無観客競馬では人気馬が勝つ?
未分類 - 2020年04月30日 (木)

無観客での競馬は、馬やファンに影響を与えているようです。
新型コロナウイルス感染症の拡大にともない、経済活動の自粛が続くなか、競馬も無観客で開催される時世になっています。大勢の入場客がいないことで、出走する馬たちにも影響が出てているようです。馬は繊細で臆病な気性であり、五感のうち聴覚に最も頼っている動物です。通常開催の競馬においては、パドックや走行中に馬の耳に入る歓声や怒号によって、馬が興奮したり入れ込むといった影響が出ます。その結果、レース中に馬との折り合いがつかなくなったり、心拍数の不必要な増加から体力を損耗する場合があります。

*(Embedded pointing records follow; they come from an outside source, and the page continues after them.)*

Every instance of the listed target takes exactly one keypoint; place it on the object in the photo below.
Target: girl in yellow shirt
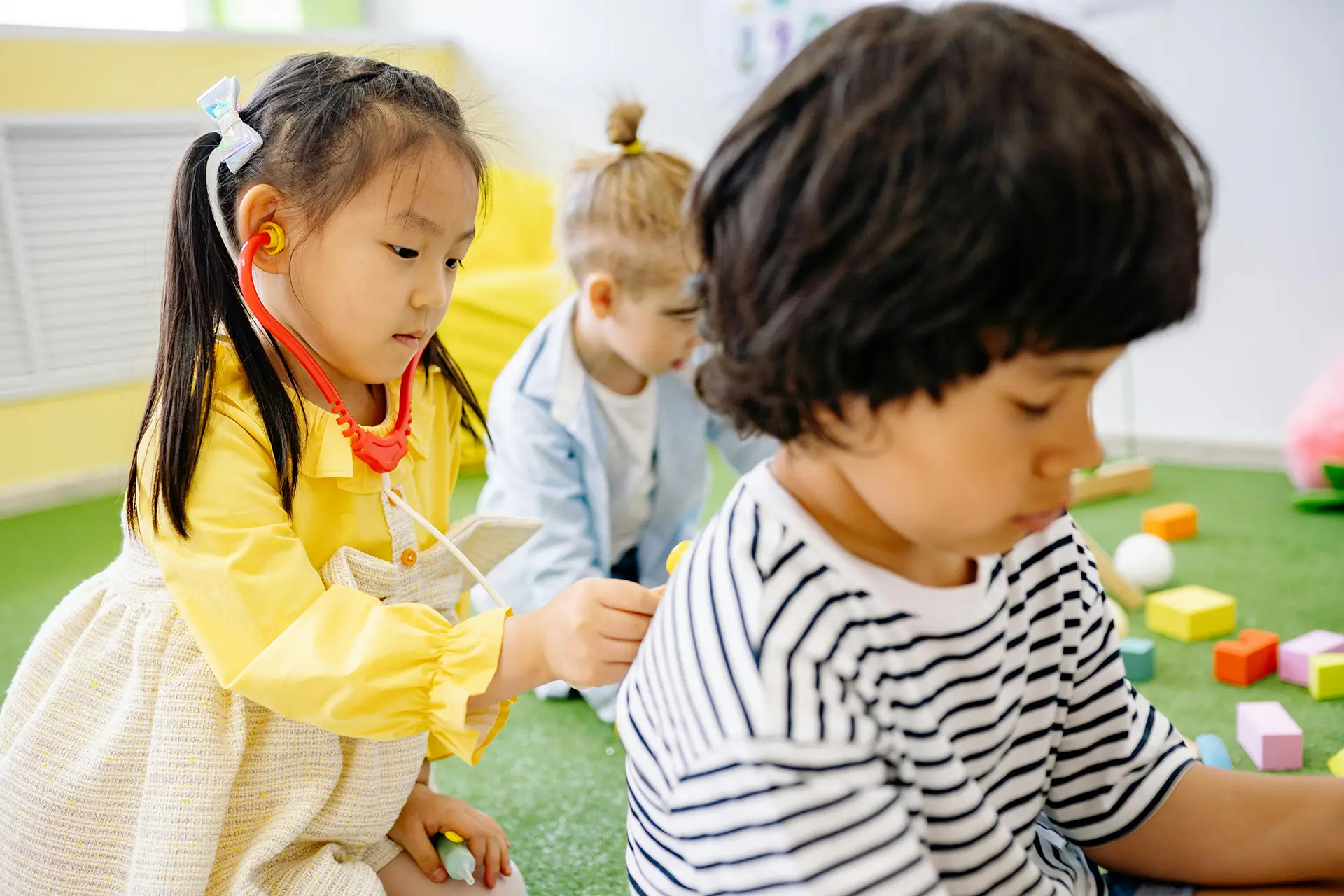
(245, 700)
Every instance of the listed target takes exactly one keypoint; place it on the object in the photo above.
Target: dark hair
(328, 124)
(916, 197)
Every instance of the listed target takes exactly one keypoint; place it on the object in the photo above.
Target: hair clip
(238, 141)
(237, 137)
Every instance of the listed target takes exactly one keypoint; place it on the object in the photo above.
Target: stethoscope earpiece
(274, 238)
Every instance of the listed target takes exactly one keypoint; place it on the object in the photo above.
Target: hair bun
(622, 125)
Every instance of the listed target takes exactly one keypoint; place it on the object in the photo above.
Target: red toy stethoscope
(382, 453)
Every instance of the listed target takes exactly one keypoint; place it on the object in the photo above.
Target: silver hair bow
(237, 143)
(237, 139)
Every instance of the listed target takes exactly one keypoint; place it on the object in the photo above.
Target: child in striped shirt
(888, 665)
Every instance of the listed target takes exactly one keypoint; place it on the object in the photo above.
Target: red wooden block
(1247, 660)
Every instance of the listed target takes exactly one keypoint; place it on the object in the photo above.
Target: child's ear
(600, 293)
(260, 204)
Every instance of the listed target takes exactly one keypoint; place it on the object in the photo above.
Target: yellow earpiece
(274, 238)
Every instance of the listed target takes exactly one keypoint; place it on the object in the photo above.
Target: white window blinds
(84, 207)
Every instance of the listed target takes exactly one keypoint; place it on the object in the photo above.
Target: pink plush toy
(1316, 429)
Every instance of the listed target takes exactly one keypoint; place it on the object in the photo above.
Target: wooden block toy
(1269, 736)
(1113, 480)
(1326, 676)
(1245, 662)
(1139, 656)
(1114, 584)
(1172, 522)
(1212, 751)
(1191, 613)
(1294, 657)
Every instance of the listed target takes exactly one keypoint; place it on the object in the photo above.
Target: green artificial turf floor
(552, 780)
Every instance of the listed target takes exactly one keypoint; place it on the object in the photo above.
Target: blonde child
(246, 699)
(597, 428)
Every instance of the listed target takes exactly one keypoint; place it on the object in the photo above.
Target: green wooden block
(1140, 656)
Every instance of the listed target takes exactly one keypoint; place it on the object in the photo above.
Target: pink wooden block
(1296, 656)
(1269, 736)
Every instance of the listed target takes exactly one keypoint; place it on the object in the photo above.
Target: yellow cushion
(491, 315)
(517, 229)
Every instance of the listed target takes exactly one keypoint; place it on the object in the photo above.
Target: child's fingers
(422, 850)
(492, 862)
(629, 597)
(477, 846)
(620, 625)
(620, 652)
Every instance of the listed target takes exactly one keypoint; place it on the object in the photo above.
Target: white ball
(1145, 561)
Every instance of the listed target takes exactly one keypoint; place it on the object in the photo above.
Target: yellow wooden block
(1326, 676)
(1191, 613)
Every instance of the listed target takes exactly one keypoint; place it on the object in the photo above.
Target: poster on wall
(749, 41)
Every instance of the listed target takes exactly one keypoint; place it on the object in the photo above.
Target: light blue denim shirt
(549, 461)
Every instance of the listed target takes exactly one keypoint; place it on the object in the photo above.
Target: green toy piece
(1331, 498)
(1335, 473)
(457, 859)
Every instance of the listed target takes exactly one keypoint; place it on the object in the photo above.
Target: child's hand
(593, 629)
(428, 813)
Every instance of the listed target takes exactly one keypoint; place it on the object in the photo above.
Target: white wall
(1260, 85)
(540, 76)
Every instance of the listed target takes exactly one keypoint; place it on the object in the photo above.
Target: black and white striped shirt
(802, 722)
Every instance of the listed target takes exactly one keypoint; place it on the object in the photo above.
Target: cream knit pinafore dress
(127, 769)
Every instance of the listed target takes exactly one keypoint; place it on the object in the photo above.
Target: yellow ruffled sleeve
(272, 631)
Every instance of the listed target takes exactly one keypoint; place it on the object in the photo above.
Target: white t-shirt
(632, 428)
(803, 722)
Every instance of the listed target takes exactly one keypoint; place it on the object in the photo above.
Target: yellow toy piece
(675, 558)
(1191, 613)
(1326, 679)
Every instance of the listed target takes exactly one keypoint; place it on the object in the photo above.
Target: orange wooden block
(1247, 660)
(1172, 522)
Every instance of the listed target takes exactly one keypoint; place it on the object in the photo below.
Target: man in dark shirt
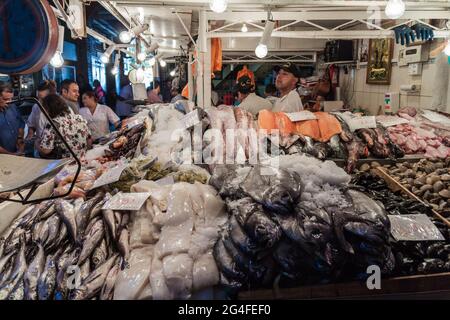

無観客競馬ではこのような要素が排除されることから、能力の高い馬が本来の力を発揮しやすくなることから、人気馬が勝てる確率が高くなると考えられます。勿論、人気馬が惨敗する理由には、レース日までの調整の不備や故障なども挙げられますが、レース当日の馬の心理的な不調もひとつの要因になりえると考えられます。データを見ると、無観客競馬が始まって以降、人気馬が予想通りに勝つレースが比較的に多い傾向が示されており、ある意味では、勝ち馬の予想をやり易くなる面があると思われます。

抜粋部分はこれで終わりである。